A great piece in The New York Times today on BP's continued efforts to keep information and access from the press, while spending millions on self-promotion via television spots and newspaper ads.
“When the operators of Southern Seaplane in Belle Chasse, La., called the local Coast Guard-Federal Aviation Administration command center for permission to fly over restricted airspace in Gulf of Mexico, they made what they thought was a simple and routine request,” the Times wrote. “A pilot wanted to take a photographer from The Times-Picayune of New Orleans to snap photographs of the oil slicks blackening the water. The response from a BP contractor who answered the phone late last month at the command center was swift and absolute: Permission denied."

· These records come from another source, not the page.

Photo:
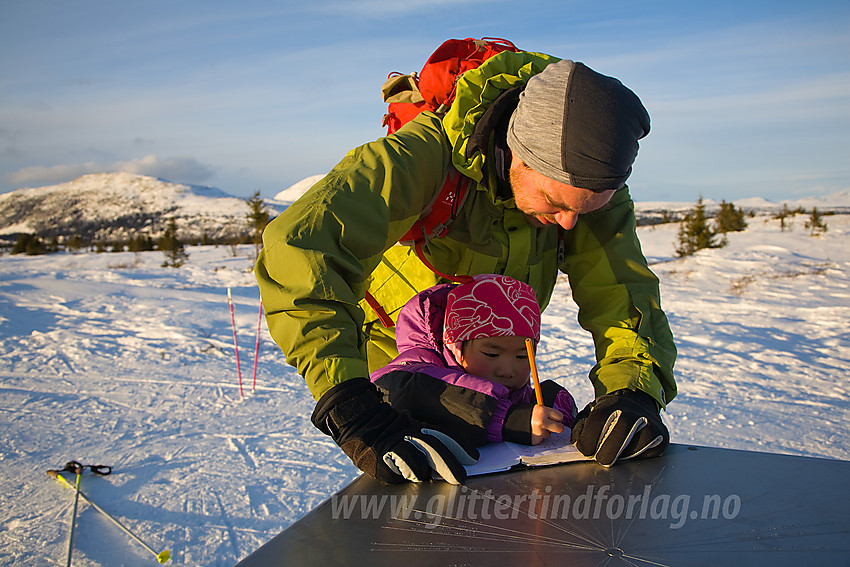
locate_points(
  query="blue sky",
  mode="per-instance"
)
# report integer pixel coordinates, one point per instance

The story goes on to tally several examples of such censorship, which I have documented here on numerous occasions.
“Journalists struggling to document the impact of the oil rig explosion have repeatedly found themselves turned away from public areas affected by the spill, and not only by BP and its contractors, but by local law enforcement, the Coast Guard and government officials,” the story adds. “To some critics of the response effort by BP and the government, instances of news media being kept at bay are just another example of a broader problem of officials' filtering what images of the spill the public sees.”
Among those quoted, Michael Oreskes, senior managing editor at the Associated Press, who compared it to reporters embedded with the military: “There is a continued effort to keep control over the access. And even in places where the government is cooperating with us to provide access, it's still a problem because it's still access obtained through the government.”
Where is the outcry from news organziations?